No que respeita ao objetivo “Averiguar a perceção dos alunos sobre a importância do feedback” e tendo como base os resultados obtidos com a aplicação da

Escala de Perceção dos alunos sobre o feedback dos professores e do Questionário Perceção dos alunos sobre a importância do feedback escrito, é possível concluir que

os alunos envolvidos no presente estudo atribuíram importância quer ao feedback que receberam da professora estagiária quer dos colegas, apesar de conferirem uma apreciação mais positiva para o fornecido pela professora estagiária. As razões apontadas pelos alunos para a importância que conferem ao feedback disponibilizado pela professora estagiária e pelos colegas ao seu trabalho são: melhorar a aprendizagem e tomar consciência dos erros. O feedback dado pela professora estagiária é na opinião dos alunos mais importante que o fornecido pelos colegas. Com exceção de dois alunos, todos os outros reconhecem ao feedback fornecido pelos colegas a sua importância. Os estudos desenvolvidos por Nogueira (2009), Oliveira (2016), Ribeiro-Pereira e Flores (2013) e Santos (2015) revelaram resultados semelhantes aos por nós obtidos. Também os alunos envolvidos nestes estudos consideram o feedback importante, apresentando perceções comuns aos dos alunos deste estudo.

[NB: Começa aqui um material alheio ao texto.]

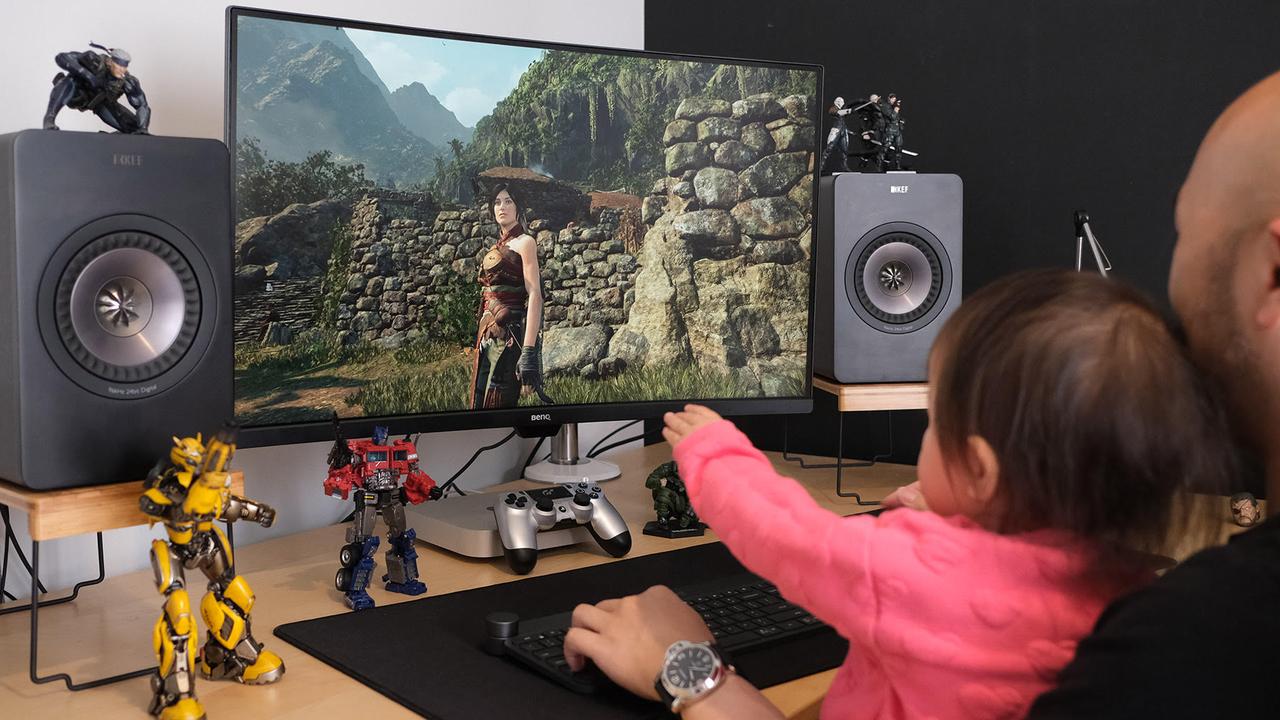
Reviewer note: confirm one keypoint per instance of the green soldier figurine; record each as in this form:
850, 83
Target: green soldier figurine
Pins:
676, 518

A análise das respostas ao Questionário Perceção dos alunos sobre a

importância do feedback escrito permite ainda concluir que os alunos perceberam

claramente os objetivos do feedback visto que referiram as categorias de resposta “Tomar consciência dos erros” e “Melhorar a aprendizagem” quando foi perguntado por que razão o feedback da professora estagiária e dos colegas é importante e por que motivos a professora estagiária fazia os comentários (feedback escrito) nos seus trabalhos. Nos vários itens do questionário referiram sempre as mesmas respostas nas categorias de análise. Por último a análise das respostas à Escala Perceção dos alunos

sobre o feedback dos professores permite concluir que na opinião dos alunos a

professora estagiária forneceu feedback centrado na tarefa e não um feedback concentrado no aluno e nas suas características pessoais (Brookhart, 2008; Lopes & Silva, 2010; Masson, 2011; Silva & Lopes, 2014).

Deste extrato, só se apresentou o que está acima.